The company continues to weigh which services it will move forward to Kubernetes, which ones will be kept as is, and which will be replaced in the future and thus don’t have to be moved over. MacKay estimates that the company is “approaching halfway on those features that are going forward. We don’t have to do a lot of convincing anymore. It’s more of an issue of timing with getting product management and engineering staff the knowledge and information that they need.”
“I believe in Kubernetes. I believe in containerization. I think if we can get there and establish ourselves in that world, we will be further along and far better off being agile and all the things we talk about, and it’ll go forward.”— PAUL MACKAY, SOFTWARE ENGINEER AND ARCHITECT AT ANCESTRY
Looking ahead, MacKay sees Ancestry maximizing the benefits of Kubernetes in 2017. “We’re very close to having everything that should be or could be in a Linux-friendly world in Kubernetes by the end of the year,” he says, adding that he’s looking forward to features such as federation and horizontal pod autoscaling that are currently in the works. “Kubernetes has been very wonderful for us and we continue to ride the wave.”
That wave, he points out, has everything to do with the vibrant Kubernetes community, which has grown by leaps and bounds since Ancestry joined it as an early adopter. “This is just a very rough way of judging it, but on Slack in June 2015, there were maybe 500 on there,” MacKay says. “The last time I looked there were maybe 8,500 just on the Slack channel. There are so many major companies and different kinds of companies involved now. It’s the variety of contributors, the number of contributors, the incredibly competent and friendly community.”

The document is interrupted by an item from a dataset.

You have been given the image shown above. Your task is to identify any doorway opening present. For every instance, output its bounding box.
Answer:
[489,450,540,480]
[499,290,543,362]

As much as he and his team at Ancestry have benefited from what he calls “the goodness and the technical abilities of many” in the community, they’ve also contributed information about best practices, logged bug issues and participated in the open source conversation. And they’ve been active in attending meetups to help educate and give back to the local tech community in Utah. Says MacKay: “We’re trying to give back as far as our experience goes, rather than just code.”
When he meets with companies considering adopting cloud native infrastructure, the best advice he has to give from Ancestry’s Kubernetes journey is this: “Start small, but with hard problems,” he says. And “you need a patron who understands the vision of containerization, to help you tackle the political as well as other technical roadblocks that can occur when change is needed.”
With the changes that MacKay’s team has led over the past year and a half, cloud native will be part of Ancestry’s technological genealogy for years to come. MacKay has been such a champion of the technology that he says people have jokingly accused him of having a Kubernetes tattoo.
“I really don’t,” he says with a laugh. “But I’m passionate. I’m not exclusive to any technology; I use whatever I need that’s out there that makes us great. If it’s something else, I’ll use it. But right now I believe in Kubernetes. I believe in containerization. I think if we can get there and establish ourselves in that world, we will be further along and far better off being agile and all the things we talk about, and it’ll go forward.”
He pauses. “So, yeah, I guess you can say I’m an evangelist for Kubernetes,” he says. “But I’m not getting a tattoo!”